What’s happening:
The Dot’s founders, Barry Pace and Fred Rivett, started the company to address the deep disconnect between news providers and readers. Believing that the news was slowly dying, with most readers passively reading news stories from platforms like Facebook and Twitter, they set out to figure out what to do about it.
They came up with a vision: To create a headline news app where younger generations could engage with meaningful news and current events, to promote and enrich civic engagement to higher levels than ever before.
Why it matters:
With fewer people seeking out real news stories and the high distrust of the media today, Pace and Rivett felt that news providers are too important to let that trend continue. They learned that people between the ages of 18–24 generally have much ‘fresher’ habits when it comes to consuming news, and tend to be heavily influenced by social media.
People are also overwhelmed by the vast amount of news — and at the same time, they typically consume news while multi-tasking other things, all in an environment where competition is fierce.
The Dot launched as an early access release of a minimal U.K. news headline app, and is being used as a base to test editorial and product ideas over the coming months. It aims to straddle that line of keeping people up to date on important news events, while being careful not to overwhelm them with too much.
Digging Deeper:
- The Dot is a response to the feeling readers get when they mindlessly scroll through newsfeeds, feeling overwhelmed and underinformed at the same time.

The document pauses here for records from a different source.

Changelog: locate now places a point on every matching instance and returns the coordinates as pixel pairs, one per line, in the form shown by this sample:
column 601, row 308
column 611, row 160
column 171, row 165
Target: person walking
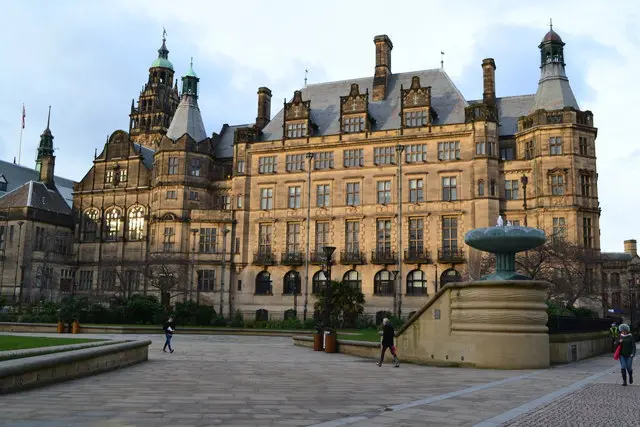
column 388, row 335
column 627, row 352
column 168, row 333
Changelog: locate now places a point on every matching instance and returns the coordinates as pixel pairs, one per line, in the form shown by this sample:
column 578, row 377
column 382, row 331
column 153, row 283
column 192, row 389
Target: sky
column 89, row 59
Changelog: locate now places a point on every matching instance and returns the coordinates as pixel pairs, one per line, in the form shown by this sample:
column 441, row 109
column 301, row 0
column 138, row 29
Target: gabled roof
column 446, row 100
column 17, row 175
column 187, row 120
column 34, row 194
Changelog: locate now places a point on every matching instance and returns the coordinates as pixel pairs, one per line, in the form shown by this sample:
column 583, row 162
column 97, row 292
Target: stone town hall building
column 238, row 219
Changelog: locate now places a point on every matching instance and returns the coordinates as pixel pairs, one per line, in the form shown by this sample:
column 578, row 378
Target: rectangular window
column 559, row 228
column 383, row 235
column 384, row 192
column 323, row 160
column 384, row 155
column 416, row 191
column 208, row 241
column 322, row 236
column 267, row 164
column 511, row 189
column 557, row 185
column 293, row 238
column 449, row 150
column 416, row 233
column 449, row 233
column 323, row 195
column 122, row 175
column 449, row 188
column 414, row 119
column 85, row 281
column 352, row 236
column 583, row 146
column 415, row 153
column 240, row 166
column 585, row 185
column 353, row 194
column 295, row 162
column 206, row 280
column 353, row 124
column 266, row 198
column 353, row 158
column 196, row 165
column 529, row 146
column 587, row 232
column 296, row 130
column 109, row 175
column 172, row 168
column 264, row 238
column 555, row 145
column 169, row 239
column 294, row 197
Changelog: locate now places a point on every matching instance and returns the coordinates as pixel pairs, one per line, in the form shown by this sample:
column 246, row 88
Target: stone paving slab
column 257, row 381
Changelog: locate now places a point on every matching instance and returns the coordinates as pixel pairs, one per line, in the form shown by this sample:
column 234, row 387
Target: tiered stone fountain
column 498, row 321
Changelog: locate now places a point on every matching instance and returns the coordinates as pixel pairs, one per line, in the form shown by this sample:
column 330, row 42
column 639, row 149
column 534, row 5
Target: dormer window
column 354, row 110
column 415, row 104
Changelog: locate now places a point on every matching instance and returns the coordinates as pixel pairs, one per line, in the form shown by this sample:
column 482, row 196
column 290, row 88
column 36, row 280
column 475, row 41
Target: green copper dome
column 162, row 62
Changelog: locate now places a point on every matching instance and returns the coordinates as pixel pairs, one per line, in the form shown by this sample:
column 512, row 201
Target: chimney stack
column 264, row 107
column 631, row 247
column 383, row 66
column 489, row 81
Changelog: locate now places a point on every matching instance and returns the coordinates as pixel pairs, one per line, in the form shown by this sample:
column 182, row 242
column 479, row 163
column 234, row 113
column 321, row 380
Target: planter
column 331, row 343
column 317, row 342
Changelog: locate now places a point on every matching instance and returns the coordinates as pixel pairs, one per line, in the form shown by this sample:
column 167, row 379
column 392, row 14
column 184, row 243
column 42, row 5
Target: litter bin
column 317, row 341
column 330, row 342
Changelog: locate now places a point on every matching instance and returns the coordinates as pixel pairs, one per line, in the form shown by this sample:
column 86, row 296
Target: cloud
column 89, row 60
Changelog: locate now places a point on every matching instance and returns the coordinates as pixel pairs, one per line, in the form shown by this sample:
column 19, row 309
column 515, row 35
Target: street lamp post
column 524, row 180
column 225, row 231
column 306, row 259
column 398, row 283
column 328, row 252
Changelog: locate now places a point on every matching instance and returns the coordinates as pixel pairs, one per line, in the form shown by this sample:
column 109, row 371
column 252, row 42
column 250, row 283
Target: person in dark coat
column 168, row 328
column 388, row 335
column 627, row 352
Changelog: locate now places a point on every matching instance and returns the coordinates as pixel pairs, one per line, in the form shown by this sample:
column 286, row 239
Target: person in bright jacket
column 627, row 352
column 388, row 335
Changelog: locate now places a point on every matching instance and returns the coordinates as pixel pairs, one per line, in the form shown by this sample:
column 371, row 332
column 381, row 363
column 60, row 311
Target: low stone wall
column 566, row 348
column 99, row 329
column 21, row 374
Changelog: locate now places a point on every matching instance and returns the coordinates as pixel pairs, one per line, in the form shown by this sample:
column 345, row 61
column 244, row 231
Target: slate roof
column 36, row 195
column 224, row 147
column 187, row 120
column 17, row 175
column 446, row 100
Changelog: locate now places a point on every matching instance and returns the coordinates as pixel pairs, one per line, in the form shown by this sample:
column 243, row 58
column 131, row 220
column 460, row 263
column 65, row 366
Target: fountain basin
column 509, row 239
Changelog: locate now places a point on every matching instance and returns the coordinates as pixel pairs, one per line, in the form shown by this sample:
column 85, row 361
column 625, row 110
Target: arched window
column 319, row 282
column 352, row 279
column 291, row 283
column 416, row 283
column 383, row 283
column 135, row 226
column 112, row 224
column 90, row 221
column 263, row 283
column 262, row 315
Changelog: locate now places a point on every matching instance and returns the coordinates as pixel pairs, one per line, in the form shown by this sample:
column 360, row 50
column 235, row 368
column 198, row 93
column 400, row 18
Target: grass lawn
column 20, row 342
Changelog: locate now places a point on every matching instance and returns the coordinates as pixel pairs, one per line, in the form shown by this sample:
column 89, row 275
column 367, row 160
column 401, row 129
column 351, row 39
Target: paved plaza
column 266, row 381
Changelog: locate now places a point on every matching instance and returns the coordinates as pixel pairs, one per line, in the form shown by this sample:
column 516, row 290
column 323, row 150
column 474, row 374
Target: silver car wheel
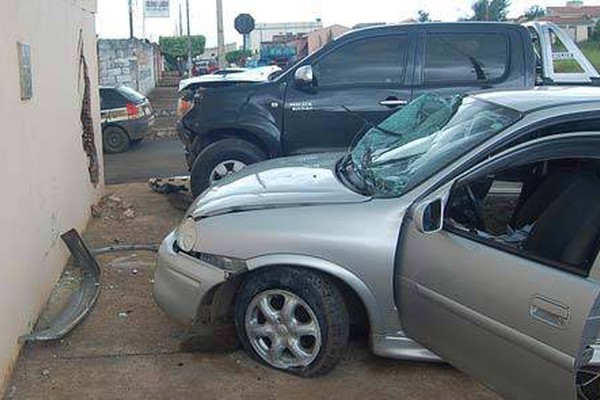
column 225, row 168
column 283, row 329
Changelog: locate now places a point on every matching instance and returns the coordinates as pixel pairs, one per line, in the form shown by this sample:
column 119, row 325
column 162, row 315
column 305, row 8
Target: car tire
column 225, row 154
column 115, row 139
column 292, row 319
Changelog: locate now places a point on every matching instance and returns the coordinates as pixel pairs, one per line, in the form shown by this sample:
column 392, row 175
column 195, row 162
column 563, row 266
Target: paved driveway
column 148, row 159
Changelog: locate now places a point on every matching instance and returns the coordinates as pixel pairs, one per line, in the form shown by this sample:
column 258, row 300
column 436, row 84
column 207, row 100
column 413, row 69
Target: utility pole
column 220, row 34
column 131, row 19
column 187, row 17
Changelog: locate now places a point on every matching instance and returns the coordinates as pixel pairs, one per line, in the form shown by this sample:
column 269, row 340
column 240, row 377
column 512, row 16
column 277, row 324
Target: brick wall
column 130, row 62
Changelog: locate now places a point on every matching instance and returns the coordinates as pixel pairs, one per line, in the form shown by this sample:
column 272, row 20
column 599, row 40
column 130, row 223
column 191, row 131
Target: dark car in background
column 126, row 117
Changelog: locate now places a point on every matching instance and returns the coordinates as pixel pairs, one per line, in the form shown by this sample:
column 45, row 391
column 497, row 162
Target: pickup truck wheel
column 220, row 160
column 293, row 320
column 115, row 139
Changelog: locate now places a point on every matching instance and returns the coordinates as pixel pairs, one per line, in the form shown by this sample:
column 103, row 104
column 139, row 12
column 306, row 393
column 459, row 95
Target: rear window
column 465, row 57
column 378, row 60
column 131, row 94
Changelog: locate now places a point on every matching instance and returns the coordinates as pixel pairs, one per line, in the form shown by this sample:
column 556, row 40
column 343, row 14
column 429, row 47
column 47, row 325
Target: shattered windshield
column 422, row 138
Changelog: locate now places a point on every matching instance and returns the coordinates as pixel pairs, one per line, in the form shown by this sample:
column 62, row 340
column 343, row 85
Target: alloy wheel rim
column 283, row 329
column 224, row 169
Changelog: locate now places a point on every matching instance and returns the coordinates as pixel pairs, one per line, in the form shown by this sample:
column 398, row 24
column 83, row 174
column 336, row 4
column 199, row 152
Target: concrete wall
column 46, row 187
column 128, row 62
column 264, row 32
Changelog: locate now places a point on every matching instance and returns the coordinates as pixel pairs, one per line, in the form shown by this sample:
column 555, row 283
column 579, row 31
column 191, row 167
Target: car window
column 379, row 60
column 547, row 210
column 465, row 58
column 110, row 99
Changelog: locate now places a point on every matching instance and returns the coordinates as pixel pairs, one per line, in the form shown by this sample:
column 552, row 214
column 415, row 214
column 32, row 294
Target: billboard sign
column 156, row 9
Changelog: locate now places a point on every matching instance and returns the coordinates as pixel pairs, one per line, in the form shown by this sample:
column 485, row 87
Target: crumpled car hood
column 284, row 182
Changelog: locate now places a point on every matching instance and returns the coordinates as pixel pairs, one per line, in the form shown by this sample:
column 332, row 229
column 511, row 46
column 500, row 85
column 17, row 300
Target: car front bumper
column 139, row 128
column 181, row 282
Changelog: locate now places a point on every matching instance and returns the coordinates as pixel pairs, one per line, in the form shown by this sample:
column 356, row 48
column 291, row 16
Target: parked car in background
column 229, row 70
column 228, row 77
column 126, row 118
column 323, row 102
column 462, row 227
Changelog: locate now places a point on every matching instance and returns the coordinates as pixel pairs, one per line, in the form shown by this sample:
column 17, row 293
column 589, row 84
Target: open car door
column 519, row 317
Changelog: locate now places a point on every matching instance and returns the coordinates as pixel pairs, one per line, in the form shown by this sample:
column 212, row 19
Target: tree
column 423, row 16
column 174, row 49
column 490, row 10
column 595, row 36
column 238, row 57
column 534, row 12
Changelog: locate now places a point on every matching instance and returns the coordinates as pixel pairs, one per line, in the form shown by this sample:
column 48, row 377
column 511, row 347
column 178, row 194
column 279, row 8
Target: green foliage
column 534, row 12
column 423, row 16
column 174, row 48
column 595, row 36
column 490, row 10
column 237, row 56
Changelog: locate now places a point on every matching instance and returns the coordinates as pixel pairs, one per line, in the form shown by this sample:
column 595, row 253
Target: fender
column 359, row 287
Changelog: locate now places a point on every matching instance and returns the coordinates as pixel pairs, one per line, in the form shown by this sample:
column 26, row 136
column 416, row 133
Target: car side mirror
column 304, row 77
column 429, row 216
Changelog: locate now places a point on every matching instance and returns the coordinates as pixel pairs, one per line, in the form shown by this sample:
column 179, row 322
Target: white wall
column 46, row 187
column 264, row 32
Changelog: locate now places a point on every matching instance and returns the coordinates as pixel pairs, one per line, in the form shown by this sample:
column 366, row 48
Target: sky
column 112, row 17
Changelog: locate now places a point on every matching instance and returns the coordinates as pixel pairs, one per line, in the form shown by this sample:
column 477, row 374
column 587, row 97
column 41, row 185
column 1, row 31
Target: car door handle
column 549, row 311
column 393, row 102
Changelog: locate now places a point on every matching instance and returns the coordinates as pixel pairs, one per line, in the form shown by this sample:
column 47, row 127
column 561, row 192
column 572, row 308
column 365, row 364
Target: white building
column 264, row 32
column 50, row 171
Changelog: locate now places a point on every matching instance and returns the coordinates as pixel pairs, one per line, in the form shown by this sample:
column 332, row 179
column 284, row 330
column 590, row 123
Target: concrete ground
column 147, row 159
column 128, row 349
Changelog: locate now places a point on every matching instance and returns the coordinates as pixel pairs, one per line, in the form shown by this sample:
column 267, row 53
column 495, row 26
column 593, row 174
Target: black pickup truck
column 322, row 102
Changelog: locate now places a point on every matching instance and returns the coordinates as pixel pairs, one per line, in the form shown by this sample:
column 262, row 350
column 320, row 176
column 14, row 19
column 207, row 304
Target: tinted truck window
column 465, row 58
column 378, row 60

- Its short digest format gives readers a sense of completeness in news consumption, rather than being inundated with a “stream of consciousness from every journalist on the planet.”
- The Dot addresses the correlation of the inaccessibility to trustworthy hard news, and readers’ superficial relationships with news publishers.
What’s Next:
Pace embraces the power of mental representations in helping people process and retain information, and the team plans to bring that into storytelling the news on The Dot. They are taking small steps in that direction by introducing questions as part of news coverage, allowing users to contribute via small interactions.